Notre culture nous a appris à tout aborder comme un projet : définir le problème, appliquer une méthode, suivre les résultats. Même dans la pratique spirituelle, cette même logique prend le dessus. Nous imaginons que nous devons « pratiquer le lâcher prise » comme si la déliaison était une compétence de plus à maîtriser. Mais dès que nous le traitons de cette façon, nous réinstallons les structures mêmes auxquelles nous essayons d’échapper : le soi comme agent, le monde comme obstacle, le présent comme scène de réussite ou d’échec. C’est pourquoi la pratique s’adapte si facilement au rythme des progrès et des échecs. Un aperçu d’ouverture est considéré comme une réussite ; un écart devient une preuve d’échec. Le calme et la clarté sont enregistrés comme preuve que « je » avance. Le cadre du gain et de la perte reste intact, tandis que les résultats – le soi, le monde, le temps – restent incontestés.

Lâcher prise ne consiste pas à desserrer une corde, il s’agit de réaliser que la corde n’était que de la fumée depuis le début. L’erreur n’a jamais été de ne pas le dénouer, mais de le prendre pour quelque chose de solide. Le soi que nous nous efforçons de perfectionner, le monde que nous essayons de maîtriser, le temps que nous essayons de capturer, ce ne sont pas des fondements mais des apparences. Une fois cela vu, il n’y a plus rien à saisir ou à lâcher. Le projet se dissout parce que sa prémisse n’a jamais été réelle.
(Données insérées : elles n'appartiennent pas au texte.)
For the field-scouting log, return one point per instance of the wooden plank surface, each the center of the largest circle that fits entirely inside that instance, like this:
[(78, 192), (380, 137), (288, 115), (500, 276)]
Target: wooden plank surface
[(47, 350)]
C’est là le paradoxe : lâcher prise est impossible si nous pensons que c’est le soi qui doit le faire, mais inévitable une fois que l’on voit que la prétention du soi à être le délieur n’est qu’une apparence. Dans cet effondrement, l’ouverture se révèle déjà présente.

Lâcher prise n’est donc pas quelque chose que nous accomplissons, mais quelque chose sur lequel nous cessons d’insister et qui doit être fait.

Lâcher prise n’est donc pas quelque chose que nous accomplissons, mais quelque chose sur lequel nous cessons d’insister et qui doit être fait. Il ne s’agit pas d’une technique, mais d’une reconnaissance du fait que le moi, le monde et le temps ne se sont jamais écartés de l’immédiateté. Le paradoxe ne bloque pas le chemin ; ça l’efface. Ce qui reste n’est pas une méthode à maîtriser, mais une nouvelle perspective : détourner l’attention de ce qui lie à l’ouverture qui a toujours été là.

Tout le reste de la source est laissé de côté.